Rhino sat back down again. “Simple really. It's called digital imaging. You take a photo, use a top-quality scanner to put it into a computer with the appropriate software, delete or add whatever you want, start up a high end printer,” he pointed to the machine which had produced the print, “and presto, a new negative with no signs of tampering. But photography is child's play compared to doing a whole video.”
“You can do this on video?”
“Sure. The technology is the same, but it takes a real artist to do it right. Give me enough time and I could produce a video of JFK assassinating himself. You have to be real careful about shadows and mirrors and stuff. Here, I'll show you.” He pushed his chair across the room and flipped on a television screen Fey hadn't seen nestled among the VCRs. He took a tape off a low shelf and plugged it into an empty VCR. Within seconds, an erotic coupling of Britain's ex-Prime Minister Maggie Thatcher and Ronald Reagan appeared on the television screen.
“Wow,” Fey said. She was as amazed by the film's quality as the identities of the faked images it portrayed. “And at their age.”
“I wanted to send a copy to Nancy, but I remembered to just say no,” Rhino said. He shut the VCR and the television off before wheeling himself back to the table.
“How common is this technology?” Fey asked.
Rhino shrugged. “Common enough. The equipment and software are expensive, but this stuff is being done all the time in the movies today. Terminator 2 is an example. The silver guy who keeps forming and reforming was all done through digital imaging.”
“How about small jobs, like putting my image into the photo?”
Rhino belched and rubbed his tummy. “There are a few photo freak guys like me around. We're not hard to find if you know where to look. Then there are larger image developing businesses who could do the job.”

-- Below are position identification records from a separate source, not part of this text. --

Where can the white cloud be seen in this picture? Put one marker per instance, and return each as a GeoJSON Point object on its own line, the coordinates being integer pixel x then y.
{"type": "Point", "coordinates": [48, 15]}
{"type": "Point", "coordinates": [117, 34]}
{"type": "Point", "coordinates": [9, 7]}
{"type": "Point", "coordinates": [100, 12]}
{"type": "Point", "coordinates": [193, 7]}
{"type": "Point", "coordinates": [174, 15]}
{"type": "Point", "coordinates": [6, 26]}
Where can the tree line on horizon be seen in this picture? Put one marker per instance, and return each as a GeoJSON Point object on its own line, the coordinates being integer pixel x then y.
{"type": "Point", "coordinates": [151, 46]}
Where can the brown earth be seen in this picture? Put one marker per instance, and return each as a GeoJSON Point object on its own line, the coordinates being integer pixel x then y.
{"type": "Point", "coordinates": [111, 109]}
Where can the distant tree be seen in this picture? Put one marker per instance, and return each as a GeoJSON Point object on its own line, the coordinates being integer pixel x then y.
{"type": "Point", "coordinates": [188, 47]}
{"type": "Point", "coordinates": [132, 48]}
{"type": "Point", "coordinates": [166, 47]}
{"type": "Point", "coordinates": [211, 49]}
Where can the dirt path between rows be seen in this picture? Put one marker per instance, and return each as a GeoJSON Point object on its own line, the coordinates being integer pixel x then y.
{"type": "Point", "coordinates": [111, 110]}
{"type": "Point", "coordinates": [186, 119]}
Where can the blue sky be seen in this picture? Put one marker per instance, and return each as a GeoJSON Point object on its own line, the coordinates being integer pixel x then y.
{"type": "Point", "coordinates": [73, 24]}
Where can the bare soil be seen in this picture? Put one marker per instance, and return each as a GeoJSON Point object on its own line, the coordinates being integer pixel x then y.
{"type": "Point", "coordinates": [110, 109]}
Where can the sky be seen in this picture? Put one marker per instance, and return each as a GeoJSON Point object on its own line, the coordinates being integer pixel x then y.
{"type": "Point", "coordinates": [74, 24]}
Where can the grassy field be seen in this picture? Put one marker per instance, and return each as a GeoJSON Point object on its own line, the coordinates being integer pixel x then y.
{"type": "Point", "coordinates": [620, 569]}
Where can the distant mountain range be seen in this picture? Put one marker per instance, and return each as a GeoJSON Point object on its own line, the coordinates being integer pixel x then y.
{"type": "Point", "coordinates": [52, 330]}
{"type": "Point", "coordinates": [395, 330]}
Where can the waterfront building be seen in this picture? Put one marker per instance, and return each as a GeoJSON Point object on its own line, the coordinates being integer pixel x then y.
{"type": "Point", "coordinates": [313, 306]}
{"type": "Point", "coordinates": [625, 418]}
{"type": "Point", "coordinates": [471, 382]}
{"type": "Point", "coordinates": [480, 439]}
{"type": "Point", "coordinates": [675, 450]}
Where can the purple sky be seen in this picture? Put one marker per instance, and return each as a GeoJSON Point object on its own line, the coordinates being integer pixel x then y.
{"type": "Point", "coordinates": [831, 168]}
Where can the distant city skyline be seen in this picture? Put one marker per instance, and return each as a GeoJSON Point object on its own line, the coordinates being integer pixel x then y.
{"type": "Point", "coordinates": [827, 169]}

“How many freaks or legitimate businesses would you say are in the L.A. area?”
Rhino thought for a moment before shrugging. “Two dozen freaks. Maybe twenty businesses.”
“You think you could track down the guy who put me into this photo?”
“Maybe. What's it worth?”
“My job.”
“Don't mean nothin' to me.”r />
“How about your freedom to exploit the free enterprise system?” Fey waved her hand at the illicit videotapes being recorded around her.
Rhino shook his head. “I told Eddie letting you come here was a bad idea. But I don't think you'd screw Eddie over.”
“Probably not,” Fey said.
Rhino let loose with his orthodontia. “Didn’t think so. I'll do what I can.”
“Thanks.”
Fey looked back at the computer screen again. “If a person is deleted from a photograph, can you reverse the process?”
“You mean from the new negative?”
“Yes.”
Rhino picked his nose and flicked away the prize. “No way. The original image never appears on the new negative, so there’s no way to recover it.”
Too bad, Fey thought. It would have been nice to confirm who was sitting next to Miranda Goodwinter in the original photo, but she already had a good idea.
“However,” Fey began, “you could put any of these people into the photo next to the woman?” She pulled out the promotion party photos she had taken off the wall of the station's coffee room.
The only photo she hadn't been able to find on the wall was the one of her with the two other female officers—the one labeled The Crack Squad. But she knew what had happened to the photo…and how her image had appeared next to Miranda Goodwinter’s. She'd always had a vague feeling she'd seen the image of herself in the photo before.
Rhino looked at the photos in Fey's hand. “Yeah, I can put those folks in the picture. Simple as wanking in bed.”
“Wanking?”
Rhino flashed his teeth. “You're not old enough for me to explain the term.”
“I'll take that as a compliment.”
“Take it how you like.” Rhino took the photos. “You want glossy or a matte?”
Chapter 36
Fey could feel the momentum of the investigation building. It was as if she had been on a steam train groaning its way up the side of a mountain and was now gathering speed as it crested the top for the run down the other side. From experience Fey knew—like The Little Train That Could—the investigation would soon be moving at a speeds threatening to turn it into a runaway.